I'm building an RNN and am having trouble passing in the data. The csv file I'm pulling data from has a sentence column, and a label column that's filled with a binary classification value (1 or 0). This is how I'm preprocessing right now:
data = pd.read_csv(r'/cybersecurity-sqlinjection/sqli.csv', encoding='utf-8')
vectorizer = TfidfVectorizer(norm = False, smooth_idf = False, analyzer='word', stop_words=stopwords.words('english'))
sentence_vectors = vectorizer.fit_transform((data['Sentence'].values.astype('U')))
df = pd.DataFrame(sentence_vectors.toarray())
X=df[df.columns]
y=data['Label']
X_train, X_test, y_train, y_test =train_test_split(X,y, train_size=0.8, test_size=0.2, random_state=42)
X.head()
Next I was passing in X_train to an LSTM model.

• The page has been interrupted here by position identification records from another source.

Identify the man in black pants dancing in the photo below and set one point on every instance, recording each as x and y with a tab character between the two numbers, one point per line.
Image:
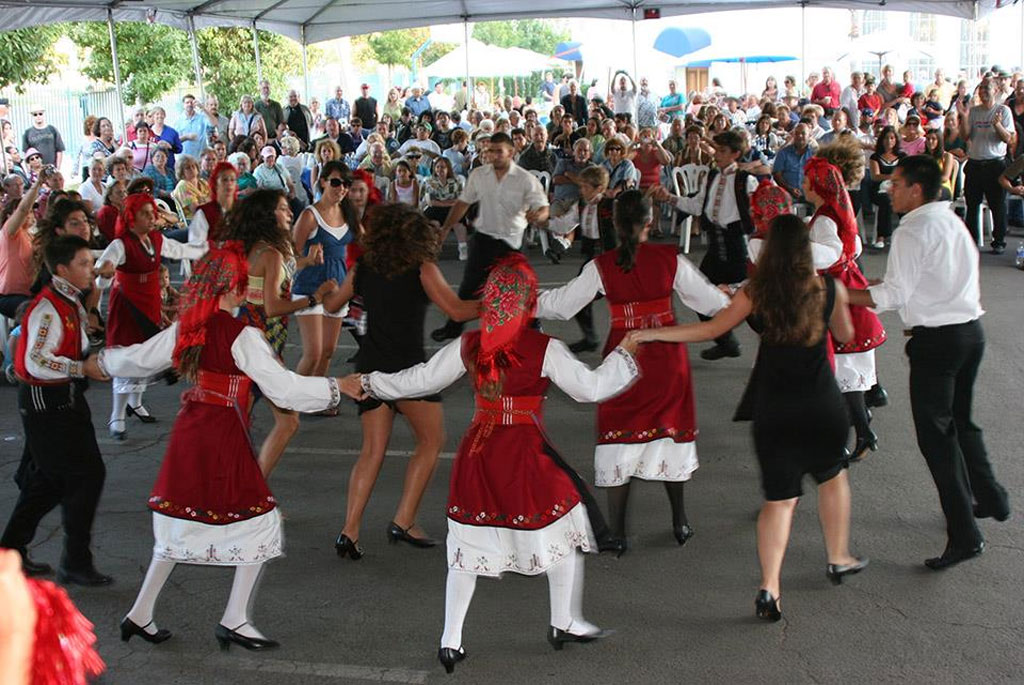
510	199
932	281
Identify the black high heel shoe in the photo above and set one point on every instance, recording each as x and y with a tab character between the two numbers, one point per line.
837	571
449	657
767	606
682	533
129	628
144	418
395	532
869	441
558	637
345	546
226	636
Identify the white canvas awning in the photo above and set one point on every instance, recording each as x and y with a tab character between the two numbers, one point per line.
316	20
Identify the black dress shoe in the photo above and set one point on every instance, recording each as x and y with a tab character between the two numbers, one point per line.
226	636
837	571
876	396
449	657
33	568
558	637
450	331
869	441
585	345
952	556
766	606
719	352
395	533
129	628
345	546
682	533
89	578
144	418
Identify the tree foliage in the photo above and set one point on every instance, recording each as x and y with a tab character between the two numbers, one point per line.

At this point I was receiving errors about the shape of the data being passed in to the model, so I used the first response on this issue. I added this to the end of my code, before inputting the data into the model.
X_train_shape = X_train.shape #outputs (19327, 15016)
X_train = X_train.values.reshape(-1, 1, 15016)
model = keras.models.Sequential()
model.add(keras.layers.LSTM(15, input_shape=(1, 15016), return_sequences=True))
Now this error is being returned ValueError: Shapes (None, 1) and (None, 1, 10) are incompatible
I'm not sure what the issue is and would appreciate any help!